Recentemente, o presidente da Venezuela Nicolás Maduro resgatou uma campanha que é tão antiga, quanto a história daquele país: retomar parte do território da Guiana na região do rio Essequibo. Como de costume desde a chegada do chavismo ao poder, a figura do libertador Simón Bolívar é utilizada como fonte de legitimação das ações do governo venezuelano. “A espada de Bolívar está mais viva do que nunca”, bradou Maduro. Portanto, nos resta trazer algumas considerações históricas sobre essa possibilidade de conflito entre a Venezuela e a Guiana.
Desde a emancipação política dos estados latino-americanos no século XIX, a questão territorial é a maior fonte de litígios e conflitos na região. São casos exemplares a busca por uma saída marítima ao Pacífico por parte da Bolívia, ao pleitear a região de Antofagasta como seu território após ser tomado pelo Chile na Guerra do Pacífico; a delimitação da fronteira marítima entre Chile e Peru; o quase conflito entre Argentina e Chile pelo Canal de Beagle nos anos 1970, cuja mediação do Vaticano impediu a escalada para uma guerra, e; as disputas territoriais entre Equador e Peru na região do rio Cenepa, onde os dois países chegaram às vias de fato, necessitando uma mediação diplomática liderada pelo Brasil em 1995.
Todas essas disputas territoriais possuem dois cursos de ação semelhantes: ainda no século XIX foi determinado que o preceito jurídico do uti possidetis seria determinante para o desenho dos limites fronteiriços. Em outras palavras, as fronteiras respeitariam o território que pertencia aos países no momento de suas independências. O segundo curso de ação está diretamente ligado a este preceito: as disputas e as contestações sobre as fronteiras deveriam ser resolvidas através de uma mediação internacional. Ou seja, a duzentos anos a América do Sul não respeita os acordos firmados no uti possidetis e alimenta conflitos mesmo quando apela à mediação de um país ou a uma organização internacional.
A disputa pela região do Essequibo não foge à regra. Há uma disputa, inclusive, de versões: os venezuelanos alegam que essa região pertencia ao país no momento do início da campanha de libertação de Bolívar, compreendendo o que, após a independência, se chamou de Grã-Colômbia (que era formada pelos territórios atuais de Venezuela, Colômbia, Equador e Panamá). Além disso, o primeiro acordo e mapa da divisa entre a Venezuela e a colônia britânica da Guiana contemplava a região do Essequibo à Venezuela, a chamada “Linha de Schomburgk” de 1834.
No entanto, na versão britânica, a ocupação por parte de seus colonos que formavam a Guiana Britânica legitimou a incorporação desse território à atual Guiana. Os britânicos também afirmaram que a Linha de Schomburgk não criava as fronteiras de forma definitiva, havendo necessidade de um acordo bilateral entre venezuelanos e ingleses. Com isso, em 1899, foi realizada uma arbitragem em Paris envolvendo o Reino Unido e a Venezuela, sendo o país sul-americano representado pelos Estados Unidos. O acordo foi favorável aos argumentos dos britânicos, gerando uma reclamação internacional por parte da Venezuela ao longo de todo século XX e que alimenta a disputa atual.

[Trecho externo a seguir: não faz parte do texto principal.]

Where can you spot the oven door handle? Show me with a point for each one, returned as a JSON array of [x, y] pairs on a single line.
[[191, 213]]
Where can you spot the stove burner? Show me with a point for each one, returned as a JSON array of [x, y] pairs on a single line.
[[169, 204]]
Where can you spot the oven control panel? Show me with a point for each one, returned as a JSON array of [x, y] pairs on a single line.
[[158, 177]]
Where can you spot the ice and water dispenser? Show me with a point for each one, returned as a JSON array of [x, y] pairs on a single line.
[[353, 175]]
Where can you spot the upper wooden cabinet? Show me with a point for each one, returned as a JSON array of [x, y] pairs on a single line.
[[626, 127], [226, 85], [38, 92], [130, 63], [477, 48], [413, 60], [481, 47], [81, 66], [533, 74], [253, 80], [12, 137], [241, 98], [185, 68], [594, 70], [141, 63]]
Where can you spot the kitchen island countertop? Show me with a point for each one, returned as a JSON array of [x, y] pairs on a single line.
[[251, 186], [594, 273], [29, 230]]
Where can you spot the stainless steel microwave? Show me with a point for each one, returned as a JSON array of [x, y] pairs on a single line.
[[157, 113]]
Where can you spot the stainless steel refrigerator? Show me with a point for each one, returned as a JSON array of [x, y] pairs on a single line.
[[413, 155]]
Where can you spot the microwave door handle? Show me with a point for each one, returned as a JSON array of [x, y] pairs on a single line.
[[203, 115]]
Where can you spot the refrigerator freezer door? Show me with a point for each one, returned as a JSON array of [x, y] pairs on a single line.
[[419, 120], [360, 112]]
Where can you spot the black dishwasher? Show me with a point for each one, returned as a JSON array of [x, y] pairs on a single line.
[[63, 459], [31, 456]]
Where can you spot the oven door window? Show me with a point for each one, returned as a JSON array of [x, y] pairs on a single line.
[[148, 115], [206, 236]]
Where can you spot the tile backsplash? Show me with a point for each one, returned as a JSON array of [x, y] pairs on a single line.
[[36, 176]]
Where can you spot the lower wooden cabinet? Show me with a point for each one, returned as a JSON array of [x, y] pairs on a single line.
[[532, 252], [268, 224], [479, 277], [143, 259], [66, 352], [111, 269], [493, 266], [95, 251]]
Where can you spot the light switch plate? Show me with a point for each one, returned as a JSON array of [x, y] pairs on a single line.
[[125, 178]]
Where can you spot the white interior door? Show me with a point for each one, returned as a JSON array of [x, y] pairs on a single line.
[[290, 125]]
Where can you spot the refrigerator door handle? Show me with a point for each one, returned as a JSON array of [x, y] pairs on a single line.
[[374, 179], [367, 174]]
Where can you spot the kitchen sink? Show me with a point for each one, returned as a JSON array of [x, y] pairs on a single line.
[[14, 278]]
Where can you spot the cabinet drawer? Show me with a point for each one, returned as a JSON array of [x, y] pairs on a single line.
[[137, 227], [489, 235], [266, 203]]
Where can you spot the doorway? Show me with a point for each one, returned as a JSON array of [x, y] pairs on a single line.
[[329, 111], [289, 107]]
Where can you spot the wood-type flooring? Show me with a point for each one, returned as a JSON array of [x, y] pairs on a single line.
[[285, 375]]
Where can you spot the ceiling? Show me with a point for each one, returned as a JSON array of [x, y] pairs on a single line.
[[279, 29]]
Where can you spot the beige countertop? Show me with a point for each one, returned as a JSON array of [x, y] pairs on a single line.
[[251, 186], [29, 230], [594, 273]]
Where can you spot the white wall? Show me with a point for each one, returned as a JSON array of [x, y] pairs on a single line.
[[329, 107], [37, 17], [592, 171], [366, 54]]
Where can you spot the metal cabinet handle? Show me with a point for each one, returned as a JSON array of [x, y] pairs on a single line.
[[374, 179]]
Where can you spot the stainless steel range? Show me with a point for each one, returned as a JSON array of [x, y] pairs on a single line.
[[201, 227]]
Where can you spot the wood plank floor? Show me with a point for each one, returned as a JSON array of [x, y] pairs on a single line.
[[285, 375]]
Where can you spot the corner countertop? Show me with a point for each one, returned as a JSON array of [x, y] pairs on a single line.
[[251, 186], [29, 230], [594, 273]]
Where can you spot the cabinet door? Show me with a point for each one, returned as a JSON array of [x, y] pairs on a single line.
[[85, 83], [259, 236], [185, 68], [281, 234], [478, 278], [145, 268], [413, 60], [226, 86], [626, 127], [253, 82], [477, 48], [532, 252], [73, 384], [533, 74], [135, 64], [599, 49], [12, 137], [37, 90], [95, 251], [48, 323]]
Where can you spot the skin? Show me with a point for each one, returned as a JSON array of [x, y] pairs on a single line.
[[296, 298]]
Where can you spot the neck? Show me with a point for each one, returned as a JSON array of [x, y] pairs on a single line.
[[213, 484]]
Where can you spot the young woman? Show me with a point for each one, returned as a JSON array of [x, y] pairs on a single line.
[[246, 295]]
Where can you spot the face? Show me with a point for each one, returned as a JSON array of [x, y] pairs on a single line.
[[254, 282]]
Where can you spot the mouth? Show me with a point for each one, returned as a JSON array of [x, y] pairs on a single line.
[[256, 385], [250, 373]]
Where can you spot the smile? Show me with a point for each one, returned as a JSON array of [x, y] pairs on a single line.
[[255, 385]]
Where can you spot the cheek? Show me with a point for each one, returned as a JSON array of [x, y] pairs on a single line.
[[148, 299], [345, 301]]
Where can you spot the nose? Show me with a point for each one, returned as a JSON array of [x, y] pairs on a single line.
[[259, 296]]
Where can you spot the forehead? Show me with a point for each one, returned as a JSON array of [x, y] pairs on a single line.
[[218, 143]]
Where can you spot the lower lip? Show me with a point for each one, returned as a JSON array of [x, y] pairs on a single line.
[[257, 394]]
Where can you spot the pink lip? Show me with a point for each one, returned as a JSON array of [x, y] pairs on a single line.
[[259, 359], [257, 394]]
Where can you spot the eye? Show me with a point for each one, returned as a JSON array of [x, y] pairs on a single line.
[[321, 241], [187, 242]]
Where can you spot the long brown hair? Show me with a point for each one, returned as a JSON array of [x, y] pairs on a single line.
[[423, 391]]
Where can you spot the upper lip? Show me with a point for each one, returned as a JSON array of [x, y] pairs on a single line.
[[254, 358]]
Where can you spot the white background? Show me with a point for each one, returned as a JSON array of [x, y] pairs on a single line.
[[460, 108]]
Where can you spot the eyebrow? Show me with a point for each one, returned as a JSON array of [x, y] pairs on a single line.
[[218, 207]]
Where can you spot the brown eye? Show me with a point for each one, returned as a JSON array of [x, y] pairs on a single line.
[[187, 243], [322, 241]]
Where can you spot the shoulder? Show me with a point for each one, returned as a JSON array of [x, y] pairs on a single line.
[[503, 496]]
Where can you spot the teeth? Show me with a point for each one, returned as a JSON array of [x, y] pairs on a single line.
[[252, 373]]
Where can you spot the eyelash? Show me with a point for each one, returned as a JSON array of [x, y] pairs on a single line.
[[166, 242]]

Essa é uma disputa difícil de prever o seu desfecho. É possível que seja uma campanha nacionalista e populista por parte de Nicolás Maduro, principalmente por 2024 ser o ano de eleições presidenciais e a sua posição estar fragilizada devido às pressões internacionais por eleições livres e justas. Por outro lado, há um reclame justo e histórico por parte da Venezuela e que necessita de um acordo definitivo entre as partes. Em todo caso, são nesses momentos de disputa que vemos a falta que faz em ter uma organização como a UNASUL, que poderia ser a fonte de apaziguação e mediação, por ter sido a primeira iniciativa de integração política da América do Sul a contar tanto com a Venezuela quanto com a Guiana. Seria mais uma oportunidade de demonstrar que os países da região podem encontrar soluções pacíficas das controvérsias por si mesmos, sem a necessidade de uma potência externa, organizados de forma institucional e coletiva. Aliás, de forma como ambicionava Simón Bolívar, que sabia o momento em guardar a espada e utilizar a pena.
Guilherme Frizzera é mestre em Integração Regional pela USP e doutor em Relações Internacionais pela UnB. É coordenador do bacharelado em Relações Internacionais da UNINTER.